So I sat there, trying to listen to the message, but not being able to. My fear kept me only thinking about death. But then, as fast as the dread hit me, it lifted and within seconds my fear was gone and replaced with the knowledge that in a few short months, we will be bringing home another child, another son. There was no question in my heart. We will be bringing home a child.

This roller-coaster of emotions is an almost every day occurrence. I'm freaking out one moment but a few moments later, I'm thinking of buying things for the baby or dreaming about our delivery, ending with a screaming, warm, slippery child in my arms. My emotions are all over the place.

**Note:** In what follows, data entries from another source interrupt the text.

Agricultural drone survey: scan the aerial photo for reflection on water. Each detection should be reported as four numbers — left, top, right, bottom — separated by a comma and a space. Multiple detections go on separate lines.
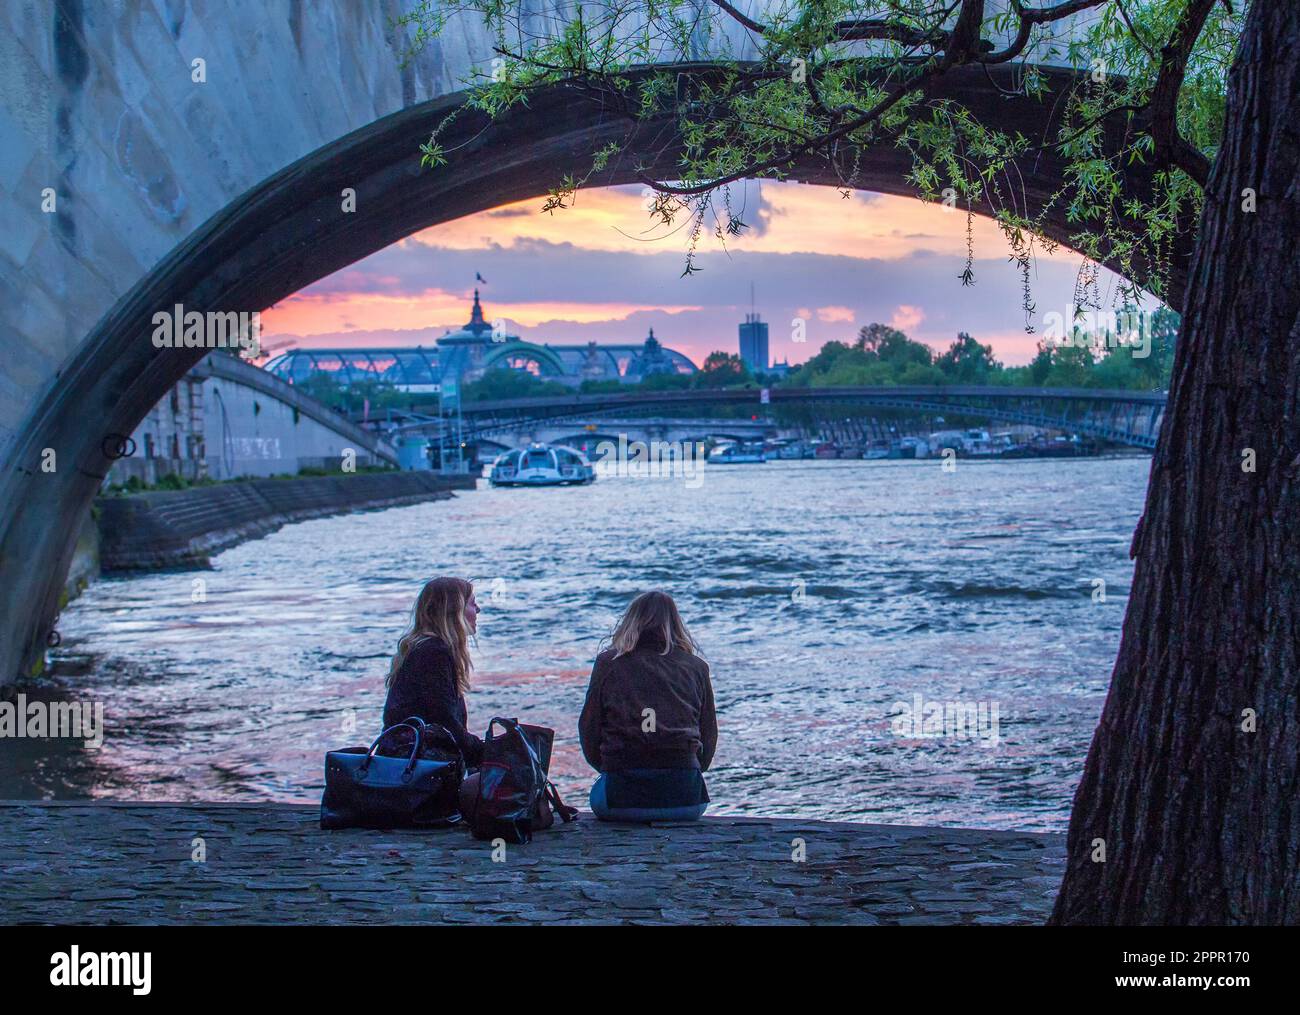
4, 457, 1148, 831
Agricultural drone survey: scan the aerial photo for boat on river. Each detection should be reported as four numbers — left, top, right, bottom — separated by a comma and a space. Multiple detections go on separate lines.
707, 441, 767, 464
489, 443, 596, 486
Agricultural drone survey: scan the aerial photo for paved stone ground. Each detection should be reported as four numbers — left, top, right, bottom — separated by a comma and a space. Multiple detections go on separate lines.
0, 802, 1064, 925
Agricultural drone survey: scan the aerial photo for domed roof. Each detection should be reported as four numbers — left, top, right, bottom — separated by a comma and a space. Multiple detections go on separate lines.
438, 290, 512, 344
628, 326, 675, 376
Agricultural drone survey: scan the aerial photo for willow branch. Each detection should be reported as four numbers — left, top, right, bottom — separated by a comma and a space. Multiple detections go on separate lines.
981, 0, 1109, 64
710, 0, 766, 35
712, 0, 958, 46
642, 65, 937, 196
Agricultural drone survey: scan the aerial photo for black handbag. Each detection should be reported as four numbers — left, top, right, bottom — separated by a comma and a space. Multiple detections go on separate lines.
320, 717, 465, 830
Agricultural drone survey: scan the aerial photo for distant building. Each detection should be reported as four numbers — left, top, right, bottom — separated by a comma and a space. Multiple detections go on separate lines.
739, 313, 769, 373
263, 292, 698, 391
629, 328, 678, 378
106, 353, 389, 486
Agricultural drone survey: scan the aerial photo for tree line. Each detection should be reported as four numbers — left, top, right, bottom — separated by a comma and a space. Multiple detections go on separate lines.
457, 306, 1180, 402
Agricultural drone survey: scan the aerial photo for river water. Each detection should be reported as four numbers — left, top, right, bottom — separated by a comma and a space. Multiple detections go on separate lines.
9, 456, 1149, 832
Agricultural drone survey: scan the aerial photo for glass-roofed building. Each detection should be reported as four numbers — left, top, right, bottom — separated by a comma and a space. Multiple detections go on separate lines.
263, 292, 697, 393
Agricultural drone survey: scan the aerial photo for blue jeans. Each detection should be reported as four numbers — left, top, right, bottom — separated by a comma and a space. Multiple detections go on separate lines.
589, 770, 709, 823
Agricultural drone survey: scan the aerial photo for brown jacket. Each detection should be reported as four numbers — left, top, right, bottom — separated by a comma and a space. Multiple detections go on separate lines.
579, 635, 717, 772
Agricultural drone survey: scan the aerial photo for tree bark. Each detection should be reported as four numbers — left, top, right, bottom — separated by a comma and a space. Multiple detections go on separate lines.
1051, 1, 1300, 925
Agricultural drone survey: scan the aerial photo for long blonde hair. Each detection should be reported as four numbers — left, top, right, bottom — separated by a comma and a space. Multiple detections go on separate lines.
607, 590, 700, 658
387, 577, 475, 693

Life is all around me, but so is death. Another mama from my OB-GYN's office lost a baby full term a few weeks ago. Just Thursday I met a woman who's friend lost her child at 25 weeks about 6 weeks ago. It surrounds me. Infertility, miscarriages, stillbirths. There is so much pain. But there is so much happiness too. I'm in an up-down ride that at times makes me nauseous. I can't wait for this all to be done.

I'm thinking of purchasing a doppler for my own ease of mind. I was talked out of it with Asher, but now, I think it could really help. Just knowing when I don't feel movement, that he's still OK in there...though I know it can be hard to find the little heartbeat sometimes, I still think it may bring me some calm moments.